December 17, 2025
HER2 remains one of the most aggressive and clinically relevant molecular drivers across multiple solid tumors. Each year, more than 2 million patients are diagnosed with breast cancer, over 1.1 million with gastric cancer, and nearly 600,000 with bladder cancer, with HER2 overexpression contributing to disease progression and poor outcomes across these settings.
In 2025, HER2-targeted oncology entered a period of accelerated innovation. The field has expanded beyond traditional monoclonal antibodies into antibody-drug conjugates, bispecific antibodies, tyrosine kinase inhibitors, and immuno-oncology combinations. Across breast, gastric or gastroesophageal junction, and urothelial cancers, late-stage clinical readouts increasingly support a consistent trend: therapies that demonstrated efficacy in later lines are now moving earlier in the treatment pathway, with meaningful gains in progression-free survival and, in several cases, overall survival.
HER2-Targeted Therapies by Tumor Type and Line of Therapy
The table below summarizes HER2-directed regimens shown in the graphic, organized by tumor type, mechanism, and typical line-of-therapy positioning based on pivotal trials and company disclosures.
| Tumor Type | Therapy or Regimen | Mechanism | Typical Line of Therapy |
| Breast cancer | Enhertu | ADC | Neoadjuvant; later-line |
| Breast cancer | Enhertu plus pertuzumab | ADC plus monoclonal antibody | First-line advanced or metastatic |
| Breast cancer | Enhertu to THP sequence | ADC plus monoclonal antibody | Neoadjuvant |
| Breast cancer | Tucatinib plus trastuzumab plus pertuzumab | TKI plus monoclonal antibody | First-line advanced or metastatic |
Abbreviations: ADC equals antibody-drug conjugate; TKI equals tyrosine kinase inhibitor; IO equals immuno-oncology therapy; GEJ equals gastroesophageal junction; UC equals urothelial carcinoma; THP equals trastuzumab, pertuzumab, and docetaxel.
Breast Cancer: Earlier-Line Intensification Takes Hold
In metastatic HER2-positive breast cancer, the shift toward earlier-line intensification is already established.
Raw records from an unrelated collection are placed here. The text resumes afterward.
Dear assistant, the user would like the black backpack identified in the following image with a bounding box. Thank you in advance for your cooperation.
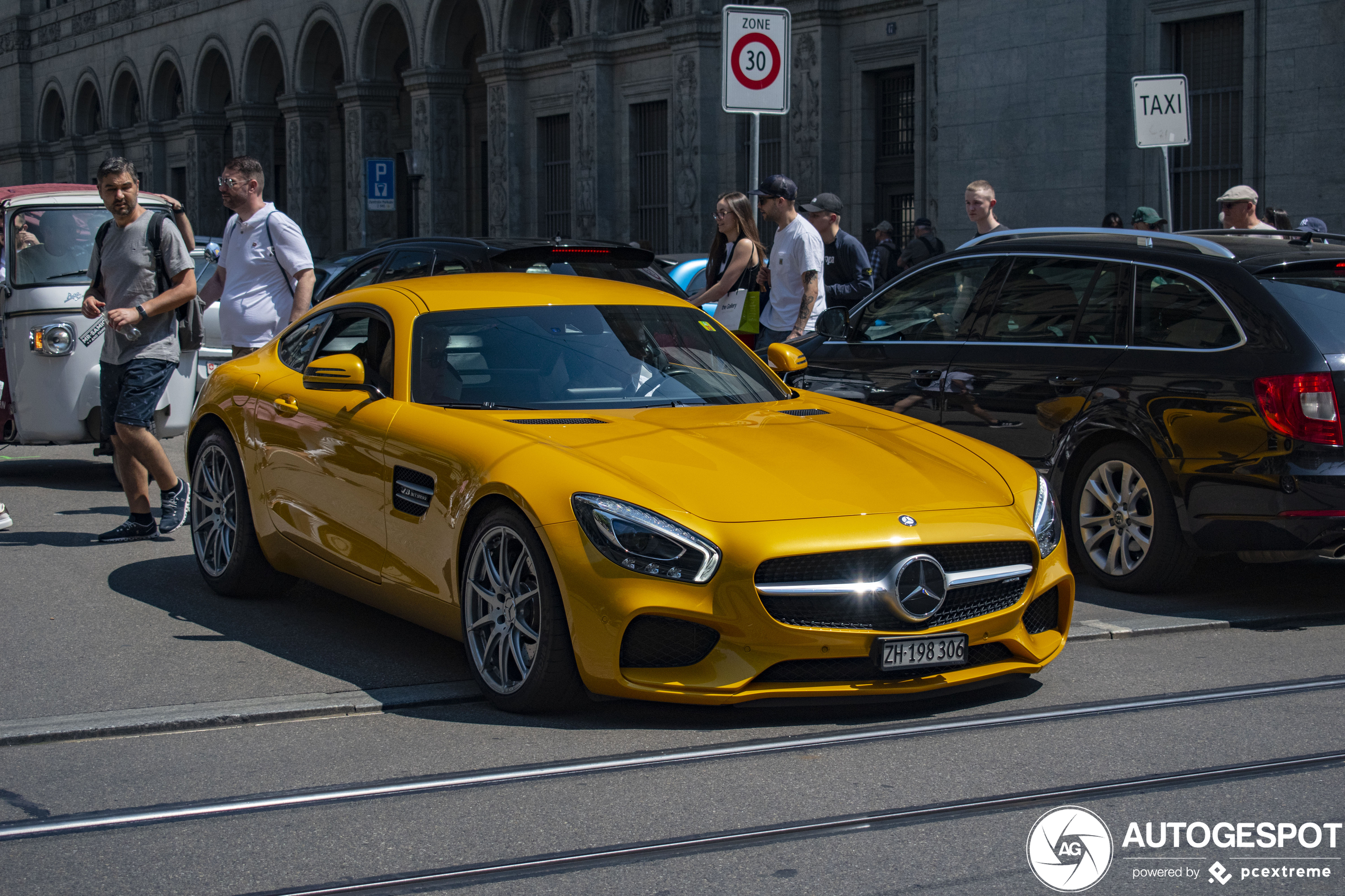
[90,211,206,352]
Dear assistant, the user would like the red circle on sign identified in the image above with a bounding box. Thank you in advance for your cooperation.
[733,31,780,90]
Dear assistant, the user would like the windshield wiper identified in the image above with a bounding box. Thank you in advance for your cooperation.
[425,402,541,411]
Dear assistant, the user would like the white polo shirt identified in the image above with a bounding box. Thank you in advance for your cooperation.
[219,203,313,348]
[761,215,827,330]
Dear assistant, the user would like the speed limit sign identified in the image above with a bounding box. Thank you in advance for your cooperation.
[722,7,790,115]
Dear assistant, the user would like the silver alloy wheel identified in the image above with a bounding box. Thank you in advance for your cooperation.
[463,525,542,693]
[191,445,238,576]
[1079,461,1154,575]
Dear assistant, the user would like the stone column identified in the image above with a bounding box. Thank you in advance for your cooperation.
[277,94,340,258]
[402,68,471,237]
[336,83,399,247]
[565,35,617,239]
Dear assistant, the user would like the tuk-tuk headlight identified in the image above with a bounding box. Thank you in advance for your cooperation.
[28,324,75,357]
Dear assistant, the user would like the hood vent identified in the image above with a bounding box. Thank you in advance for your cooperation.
[505,417,607,426]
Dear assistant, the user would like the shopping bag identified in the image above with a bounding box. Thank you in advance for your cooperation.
[714,289,748,330]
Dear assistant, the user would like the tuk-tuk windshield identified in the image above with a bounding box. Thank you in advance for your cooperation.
[8,205,112,286]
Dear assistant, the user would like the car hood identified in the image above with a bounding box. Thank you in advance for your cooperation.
[519,400,1013,522]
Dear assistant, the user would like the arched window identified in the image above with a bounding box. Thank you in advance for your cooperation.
[533,0,575,50]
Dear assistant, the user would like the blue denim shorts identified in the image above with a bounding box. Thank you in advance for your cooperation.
[98,357,177,441]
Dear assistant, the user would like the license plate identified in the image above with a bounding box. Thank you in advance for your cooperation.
[874,633,967,672]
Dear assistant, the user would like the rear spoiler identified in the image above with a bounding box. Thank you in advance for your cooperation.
[491,245,653,269]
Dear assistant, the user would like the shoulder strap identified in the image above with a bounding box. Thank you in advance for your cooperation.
[89,218,112,293]
[261,211,294,298]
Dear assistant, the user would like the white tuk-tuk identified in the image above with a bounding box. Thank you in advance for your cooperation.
[0,184,204,445]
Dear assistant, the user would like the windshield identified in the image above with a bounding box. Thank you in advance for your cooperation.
[491,259,686,298]
[411,305,788,410]
[8,205,112,286]
[1262,271,1345,355]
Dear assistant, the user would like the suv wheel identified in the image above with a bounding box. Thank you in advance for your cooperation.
[1069,444,1196,592]
[461,508,585,712]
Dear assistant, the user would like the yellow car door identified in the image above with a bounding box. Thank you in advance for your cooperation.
[256,301,409,582]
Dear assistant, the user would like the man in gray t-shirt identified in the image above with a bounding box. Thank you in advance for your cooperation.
[83,157,196,541]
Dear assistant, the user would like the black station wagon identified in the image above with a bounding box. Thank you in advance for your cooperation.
[791,228,1345,591]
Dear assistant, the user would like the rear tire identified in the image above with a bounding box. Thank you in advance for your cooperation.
[460,506,585,713]
[1069,442,1196,594]
[190,430,292,598]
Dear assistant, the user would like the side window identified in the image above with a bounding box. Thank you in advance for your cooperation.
[378,249,434,284]
[432,250,472,277]
[859,258,999,341]
[277,314,331,372]
[323,255,388,298]
[984,258,1120,345]
[313,313,393,395]
[1133,267,1240,348]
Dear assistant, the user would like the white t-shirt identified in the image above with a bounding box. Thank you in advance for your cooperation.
[219,203,313,348]
[761,215,827,330]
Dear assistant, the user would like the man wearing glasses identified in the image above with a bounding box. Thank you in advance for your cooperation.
[1215,184,1275,230]
[200,156,316,357]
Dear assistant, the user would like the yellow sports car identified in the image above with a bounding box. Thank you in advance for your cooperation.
[187,267,1074,712]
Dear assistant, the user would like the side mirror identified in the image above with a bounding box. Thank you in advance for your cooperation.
[765,342,809,374]
[814,307,850,339]
[304,355,369,392]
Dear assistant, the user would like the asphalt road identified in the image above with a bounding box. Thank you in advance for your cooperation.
[0,442,1345,896]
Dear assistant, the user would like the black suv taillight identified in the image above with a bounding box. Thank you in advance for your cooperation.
[1256,374,1345,445]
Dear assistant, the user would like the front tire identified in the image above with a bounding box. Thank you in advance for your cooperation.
[190,430,289,598]
[1069,442,1196,594]
[461,506,584,712]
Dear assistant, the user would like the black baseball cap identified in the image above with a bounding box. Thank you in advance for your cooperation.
[748,175,799,200]
[799,194,845,215]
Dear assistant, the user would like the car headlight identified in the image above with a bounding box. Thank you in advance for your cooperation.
[1032,474,1061,559]
[570,492,721,584]
[28,324,75,357]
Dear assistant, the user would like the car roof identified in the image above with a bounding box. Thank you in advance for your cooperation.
[342,274,694,312]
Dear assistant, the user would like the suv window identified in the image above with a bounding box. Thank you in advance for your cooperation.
[277,314,331,372]
[1133,267,1240,348]
[313,313,393,395]
[984,258,1124,345]
[859,258,999,341]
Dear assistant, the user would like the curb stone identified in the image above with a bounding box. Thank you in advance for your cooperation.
[0,681,483,747]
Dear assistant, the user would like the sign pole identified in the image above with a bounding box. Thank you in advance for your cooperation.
[748,112,761,220]
[1163,144,1177,234]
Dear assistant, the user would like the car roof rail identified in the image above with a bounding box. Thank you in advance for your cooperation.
[957,227,1232,258]
[1181,227,1345,243]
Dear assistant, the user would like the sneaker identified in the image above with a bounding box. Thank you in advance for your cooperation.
[98,520,159,544]
[159,476,191,535]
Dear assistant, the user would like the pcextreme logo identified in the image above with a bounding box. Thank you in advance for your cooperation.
[1028,806,1113,893]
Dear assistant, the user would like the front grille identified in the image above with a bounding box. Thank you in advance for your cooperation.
[761,579,1028,631]
[1022,589,1060,634]
[620,616,720,669]
[505,417,607,426]
[755,641,1013,682]
[756,541,1037,584]
[393,466,434,516]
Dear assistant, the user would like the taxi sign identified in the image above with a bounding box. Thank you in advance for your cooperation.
[721,7,790,115]
[1130,75,1190,148]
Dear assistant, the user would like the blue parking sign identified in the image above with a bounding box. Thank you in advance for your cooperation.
[364,159,397,211]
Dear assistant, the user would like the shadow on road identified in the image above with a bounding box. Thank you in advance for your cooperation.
[107,554,471,689]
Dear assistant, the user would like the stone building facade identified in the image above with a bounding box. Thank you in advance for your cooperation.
[0,0,1345,255]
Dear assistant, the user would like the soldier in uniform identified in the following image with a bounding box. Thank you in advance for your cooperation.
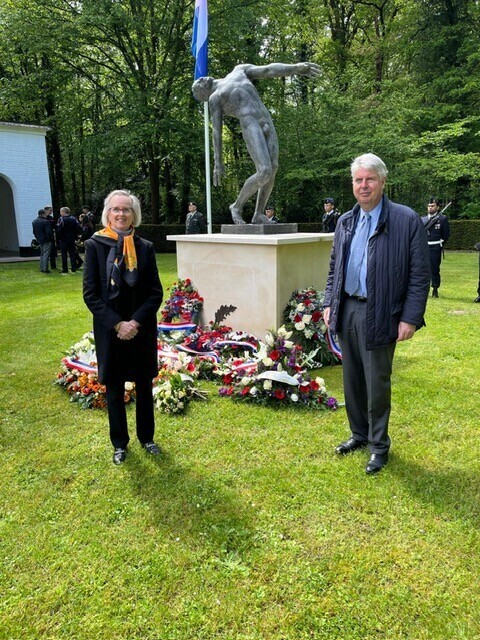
[322,198,340,233]
[422,198,450,298]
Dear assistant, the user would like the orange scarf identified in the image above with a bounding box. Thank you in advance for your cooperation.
[92,225,138,300]
[95,225,137,271]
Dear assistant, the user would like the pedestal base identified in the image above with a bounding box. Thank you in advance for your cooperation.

Daiichi Sankyo and AstraZeneca’s Enhertu plus pertuzumab delivered one of the strongest first-line progression-free survival readouts reported to date in DESTINY-Breast09, with a median PFS of 40.7 months versus 26.9 months and a 44 percent reduction in progression risk.
Pfizer’s HER2CLIMB-05 reinforced this direction, demonstrating that adding tucatinib to first-line maintenance therapy with trastuzumab and pertuzumab meaningfully reduced progression risk. Together, these results signal a structural change in first-line HER2-positive breast cancer treatment, with ADC and TKI-based combinations increasingly displacing older sequential strategies.
Gastric and GEJ Cancer: Post-Trastuzumab Landscape Reshaped
Historically, HER2-positive gastric and GEJ cancers have lacked effective options following trastuzumab failure. In 2025, this dynamic began to shift. The HERIZON-GEA-01 trial showed that zanidatamab, with or without tislelizumab, delivered statistically significant improvements in progression-free survival and clinically meaningful overall survival trends compared with trastuzumab plus chemotherapy, positioning it as a potential new first-line standard.
At the same time, the later-line landscape continues to strengthen. Enhertu and Anbenitamab demonstrated compelling activity in previously treated disease, reinforcing the durability of HER2 as a target in gastric and GEJ tumors and supporting a more continuous HER2-directed treatment paradigm.
Urothelial Cancer: ADC and IO Combinations Advance
In urothelial carcinoma, HER2-directed strategies are gaining momentum. Disitamab vedotin plus toripalimab produced strongly positive Phase 3 results in the RC48-C016 trial, improving both progression-free and overall survival regardless of cisplatin eligibility or HER2 expression level. These findings highlight the potential for ADC plus immuno-oncology combinations to redefine first-line treatment strategies in HER2-expressing urothelial cancer.
Strategic Implications
Across solid tumors, HER2-targeted therapies are no longer confined to late-line settings. The convergence of positive first-line data across breast, gastric or GEJ, and urothelial cancers suggests a consolidation of HER2 as one of the most strategically important molecular franchises in oncology. As these regimens move earlier in the disease course, the competitive landscape is increasingly defined by combination strategies, durability of response, and differentiation across mechanisms rather than target validation alone.
Therapy classifications and line-of-therapy positioning were derived from company press releases and pivotal trials including HER2CLIMB-05, DESTINY-Breast03, DESTINY-Breast04, DESTINY-Breast09, HERIZON-GEA-01, DESTINY-Gastric02, DESTINY-Gastric04, KN026-001, K-CWISE, and RC48-C016.